Omega-3 fatty acids caught the public eye in a cookbook called Nourishing Traditions (published 1996), which argued that the American diet provided an excess of omega-6 fatty acids with very little omega-3, and that human beings need to obtain these two essential fatty acids in a balance of something like 2:1, 3:1 or perhaps even 4:1—but not the 20:1 that comes with a diet based on industrial seed oils. The total of omega-6 plus omega-3 should not exceed about 4 percent of total calories—that’s less than a tablespoon from all sources in a diet of two thousand calories. (The other fats should be a combination of saturated and monounsaturated, with no set limit on either.)
The proposed solution in Nourishing Traditions was to avoid all industrial fats and oils (which tend to contain mostly omega-6 fatty acids, and damaged ones at that), eat liberal amounts of natural fats like butter, egg yolks and meat fats (which all contain small amounts of omega-3 fatty acids, even if not pasture fed), add a small amount (emphasis on small) flax oil to salad dressings, and choose organic vegetables, wild fish and pasture-raised animal products over those that are conventionally raised—because the omega-3 levels tend to be higher in foods that are naturally raised.
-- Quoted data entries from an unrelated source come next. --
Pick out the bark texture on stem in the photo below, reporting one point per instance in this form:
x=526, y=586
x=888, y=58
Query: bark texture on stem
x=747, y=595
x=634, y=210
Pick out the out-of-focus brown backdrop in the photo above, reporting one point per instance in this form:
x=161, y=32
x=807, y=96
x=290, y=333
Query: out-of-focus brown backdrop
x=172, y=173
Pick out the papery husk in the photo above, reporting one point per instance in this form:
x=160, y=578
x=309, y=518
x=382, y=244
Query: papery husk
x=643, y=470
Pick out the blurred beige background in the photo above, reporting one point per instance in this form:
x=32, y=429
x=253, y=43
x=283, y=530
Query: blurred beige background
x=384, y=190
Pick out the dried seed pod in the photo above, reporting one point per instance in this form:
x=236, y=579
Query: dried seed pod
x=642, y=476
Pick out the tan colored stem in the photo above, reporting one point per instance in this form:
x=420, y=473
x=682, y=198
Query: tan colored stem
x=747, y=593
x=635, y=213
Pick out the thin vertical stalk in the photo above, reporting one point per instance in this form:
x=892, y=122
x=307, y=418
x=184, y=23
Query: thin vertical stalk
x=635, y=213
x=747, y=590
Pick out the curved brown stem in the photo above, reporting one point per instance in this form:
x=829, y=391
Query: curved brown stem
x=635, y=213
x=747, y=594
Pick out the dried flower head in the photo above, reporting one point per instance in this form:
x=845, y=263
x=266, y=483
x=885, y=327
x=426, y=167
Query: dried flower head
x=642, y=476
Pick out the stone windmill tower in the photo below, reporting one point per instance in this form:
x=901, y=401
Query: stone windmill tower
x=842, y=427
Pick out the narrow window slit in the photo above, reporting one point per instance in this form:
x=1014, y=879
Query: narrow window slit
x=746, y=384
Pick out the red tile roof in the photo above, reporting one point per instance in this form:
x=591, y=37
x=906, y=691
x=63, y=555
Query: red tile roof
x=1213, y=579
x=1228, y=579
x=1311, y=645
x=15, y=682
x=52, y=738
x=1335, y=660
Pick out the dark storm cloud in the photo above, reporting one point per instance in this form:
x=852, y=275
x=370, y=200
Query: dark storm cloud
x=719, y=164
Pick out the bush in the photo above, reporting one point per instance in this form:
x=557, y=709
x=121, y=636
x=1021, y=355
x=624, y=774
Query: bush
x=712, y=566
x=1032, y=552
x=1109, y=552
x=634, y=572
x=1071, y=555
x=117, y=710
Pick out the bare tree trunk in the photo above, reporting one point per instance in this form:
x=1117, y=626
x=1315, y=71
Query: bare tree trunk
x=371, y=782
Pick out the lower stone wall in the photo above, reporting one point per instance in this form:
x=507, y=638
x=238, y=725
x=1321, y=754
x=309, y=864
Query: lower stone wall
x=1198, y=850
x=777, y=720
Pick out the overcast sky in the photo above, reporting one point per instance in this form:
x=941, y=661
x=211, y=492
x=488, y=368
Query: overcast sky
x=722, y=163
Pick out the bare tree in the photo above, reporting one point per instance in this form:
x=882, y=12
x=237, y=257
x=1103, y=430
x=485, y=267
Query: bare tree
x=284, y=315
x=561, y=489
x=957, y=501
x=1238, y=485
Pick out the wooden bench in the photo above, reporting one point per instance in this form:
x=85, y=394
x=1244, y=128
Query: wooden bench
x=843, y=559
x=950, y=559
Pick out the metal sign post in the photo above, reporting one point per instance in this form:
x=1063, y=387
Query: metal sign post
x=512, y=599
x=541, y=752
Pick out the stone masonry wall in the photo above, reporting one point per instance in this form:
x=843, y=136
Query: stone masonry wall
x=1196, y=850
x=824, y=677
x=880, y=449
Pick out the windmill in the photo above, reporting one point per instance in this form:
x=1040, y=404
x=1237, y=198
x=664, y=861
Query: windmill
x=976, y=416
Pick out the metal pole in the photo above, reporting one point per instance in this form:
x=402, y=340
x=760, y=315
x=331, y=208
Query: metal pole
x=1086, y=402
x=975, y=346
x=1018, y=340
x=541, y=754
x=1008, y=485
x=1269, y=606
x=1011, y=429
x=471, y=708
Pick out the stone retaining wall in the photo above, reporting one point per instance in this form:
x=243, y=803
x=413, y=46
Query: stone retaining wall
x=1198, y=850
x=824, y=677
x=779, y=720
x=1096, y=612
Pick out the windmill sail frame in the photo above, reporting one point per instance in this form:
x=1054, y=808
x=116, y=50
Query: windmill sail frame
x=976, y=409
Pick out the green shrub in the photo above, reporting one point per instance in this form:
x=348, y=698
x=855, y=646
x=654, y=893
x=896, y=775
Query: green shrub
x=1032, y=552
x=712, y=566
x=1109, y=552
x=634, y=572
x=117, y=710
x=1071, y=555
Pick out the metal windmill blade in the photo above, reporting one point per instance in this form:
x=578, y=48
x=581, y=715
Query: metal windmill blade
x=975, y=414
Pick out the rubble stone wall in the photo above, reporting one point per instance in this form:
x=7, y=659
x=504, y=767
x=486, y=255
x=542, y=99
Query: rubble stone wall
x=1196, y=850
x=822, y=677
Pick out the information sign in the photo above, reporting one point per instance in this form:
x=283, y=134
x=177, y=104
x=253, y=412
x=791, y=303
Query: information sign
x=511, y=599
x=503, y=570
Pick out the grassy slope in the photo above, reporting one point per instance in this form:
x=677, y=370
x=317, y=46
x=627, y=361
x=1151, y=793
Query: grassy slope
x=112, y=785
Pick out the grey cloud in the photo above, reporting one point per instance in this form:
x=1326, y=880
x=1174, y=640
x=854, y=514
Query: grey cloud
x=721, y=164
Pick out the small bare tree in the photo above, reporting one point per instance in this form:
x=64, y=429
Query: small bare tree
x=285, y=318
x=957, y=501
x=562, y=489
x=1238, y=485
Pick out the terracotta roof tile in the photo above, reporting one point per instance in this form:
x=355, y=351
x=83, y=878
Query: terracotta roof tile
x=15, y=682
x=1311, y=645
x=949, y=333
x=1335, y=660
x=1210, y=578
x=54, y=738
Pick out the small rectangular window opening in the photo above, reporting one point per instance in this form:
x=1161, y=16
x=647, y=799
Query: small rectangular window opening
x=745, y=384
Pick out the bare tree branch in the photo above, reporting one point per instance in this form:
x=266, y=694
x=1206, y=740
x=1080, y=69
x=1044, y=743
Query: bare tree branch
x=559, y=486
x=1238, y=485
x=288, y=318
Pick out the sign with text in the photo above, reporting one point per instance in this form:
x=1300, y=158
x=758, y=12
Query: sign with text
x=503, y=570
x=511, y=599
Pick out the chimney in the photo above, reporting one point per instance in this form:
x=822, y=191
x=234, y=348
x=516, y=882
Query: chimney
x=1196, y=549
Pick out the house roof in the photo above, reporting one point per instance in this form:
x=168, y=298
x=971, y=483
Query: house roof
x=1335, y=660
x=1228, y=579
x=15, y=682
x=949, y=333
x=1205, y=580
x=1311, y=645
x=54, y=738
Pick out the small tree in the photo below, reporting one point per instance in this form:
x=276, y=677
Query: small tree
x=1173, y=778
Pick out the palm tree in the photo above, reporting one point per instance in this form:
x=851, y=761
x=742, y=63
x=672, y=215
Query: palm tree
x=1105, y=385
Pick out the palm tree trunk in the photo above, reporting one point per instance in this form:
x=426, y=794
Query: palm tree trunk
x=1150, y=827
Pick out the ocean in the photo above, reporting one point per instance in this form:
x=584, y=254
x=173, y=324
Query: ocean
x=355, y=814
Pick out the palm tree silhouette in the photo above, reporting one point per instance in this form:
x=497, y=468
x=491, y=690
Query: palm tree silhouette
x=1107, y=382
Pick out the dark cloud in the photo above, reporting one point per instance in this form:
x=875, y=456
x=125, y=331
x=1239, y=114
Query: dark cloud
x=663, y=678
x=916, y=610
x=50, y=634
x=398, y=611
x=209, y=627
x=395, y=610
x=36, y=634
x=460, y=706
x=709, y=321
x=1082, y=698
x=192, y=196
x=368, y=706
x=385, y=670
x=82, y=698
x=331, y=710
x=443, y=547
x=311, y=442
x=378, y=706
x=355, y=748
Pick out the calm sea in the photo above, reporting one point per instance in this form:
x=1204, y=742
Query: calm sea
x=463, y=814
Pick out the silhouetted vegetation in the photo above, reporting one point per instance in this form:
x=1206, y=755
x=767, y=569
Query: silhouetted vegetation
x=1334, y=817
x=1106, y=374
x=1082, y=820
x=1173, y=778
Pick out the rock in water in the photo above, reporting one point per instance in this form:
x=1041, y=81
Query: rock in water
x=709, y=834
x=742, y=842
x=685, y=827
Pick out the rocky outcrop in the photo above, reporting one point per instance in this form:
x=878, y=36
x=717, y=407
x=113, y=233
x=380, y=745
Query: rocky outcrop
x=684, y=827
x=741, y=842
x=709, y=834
But omega-3s found themselves in the headlights with the publication of The Omega Diet: The Lifesaving Nutritional Program Based on the Diet of the Island of Crete (published 1999, now out of print) by Artemis P Simopoulos and Jo Robinson.
Unlike Nourishing Traditions, The Omega Diet exudes political correctness, promoting a “Mediterranean Diet” low in red meat (because “saturated fats contribute to heart disease by raising cholesterol”) but rich in vegetables, legumes and sea food, with a grudging inclusion of cheese and eggs.